Joon-ho (who both wrote and directs) creates a disturbing tale of the symbiotic relationship, as the Parks provide luxury services and the Kims are able to support their entire household by “feeding” off each other's wants and needs. The themes in “Parasite” don’t offer anything new, but it’s the storytelling, Joon-ho's mastery of the filmmaking craft, and the blend of dark humor and emotional punch that make this film so unique.
The story is layered in the most brilliant fashion and is a web of timely social themes like wealth inequality and class warfare. One family is struggling to keep the other out, while the other family is so desperately trying to claw their way in. When the story takes a major surprise turn, a sudden battle for dominance breaks out. The war shifts to a savage rivalry not between the affluent and the poor, but it’s the downtrodden who eventually begin fighting each other.

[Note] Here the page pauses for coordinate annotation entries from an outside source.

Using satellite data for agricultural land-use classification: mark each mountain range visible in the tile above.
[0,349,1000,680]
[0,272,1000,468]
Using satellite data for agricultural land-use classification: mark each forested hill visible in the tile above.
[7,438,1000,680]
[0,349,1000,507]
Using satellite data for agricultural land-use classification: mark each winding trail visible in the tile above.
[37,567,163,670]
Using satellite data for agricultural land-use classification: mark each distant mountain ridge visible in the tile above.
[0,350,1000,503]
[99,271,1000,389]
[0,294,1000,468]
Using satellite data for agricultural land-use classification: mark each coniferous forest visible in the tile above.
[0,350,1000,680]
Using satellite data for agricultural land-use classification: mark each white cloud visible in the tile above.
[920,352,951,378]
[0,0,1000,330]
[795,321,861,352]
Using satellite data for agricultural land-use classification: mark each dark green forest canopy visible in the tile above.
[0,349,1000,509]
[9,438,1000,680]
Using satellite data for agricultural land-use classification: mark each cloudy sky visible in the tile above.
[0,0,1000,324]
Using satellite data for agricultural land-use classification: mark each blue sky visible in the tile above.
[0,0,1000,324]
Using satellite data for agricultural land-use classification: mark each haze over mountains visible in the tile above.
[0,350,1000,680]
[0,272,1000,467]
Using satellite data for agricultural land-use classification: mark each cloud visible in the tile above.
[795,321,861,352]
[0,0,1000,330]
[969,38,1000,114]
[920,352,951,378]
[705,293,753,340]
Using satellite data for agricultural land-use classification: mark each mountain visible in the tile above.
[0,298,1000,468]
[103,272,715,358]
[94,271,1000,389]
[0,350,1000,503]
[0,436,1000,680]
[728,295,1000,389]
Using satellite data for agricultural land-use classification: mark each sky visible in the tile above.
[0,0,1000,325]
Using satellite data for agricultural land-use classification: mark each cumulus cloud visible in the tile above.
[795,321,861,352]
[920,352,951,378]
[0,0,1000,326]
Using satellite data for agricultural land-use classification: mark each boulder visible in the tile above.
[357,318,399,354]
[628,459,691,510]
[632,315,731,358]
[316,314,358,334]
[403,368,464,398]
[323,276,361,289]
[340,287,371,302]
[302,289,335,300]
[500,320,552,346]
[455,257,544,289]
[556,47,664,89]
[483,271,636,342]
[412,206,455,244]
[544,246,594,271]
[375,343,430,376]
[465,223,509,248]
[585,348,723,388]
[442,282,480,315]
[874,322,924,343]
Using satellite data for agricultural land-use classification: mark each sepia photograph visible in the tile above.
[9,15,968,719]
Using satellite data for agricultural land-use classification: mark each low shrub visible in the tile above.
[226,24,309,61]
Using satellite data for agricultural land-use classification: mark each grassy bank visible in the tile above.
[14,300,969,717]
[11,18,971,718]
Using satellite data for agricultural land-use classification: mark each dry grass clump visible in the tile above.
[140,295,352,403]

It’s not as easy as you’d assume to pick sides in this story. Everyone is sympathetic in their own way, making any misfortunes hit hard emotionally. There’s a sense of desperation and disgust as the tone seamlessly shifts from funny to distressing to absolute heartbreak in a manner of minutes. The film is unsettling for sure, but there are certain scenes that are unforgettable and will stick with me for a lifetime.
“Parasite” is one of the most intriguing, intelligent, and disturbing films of the year. It’s also one of the best.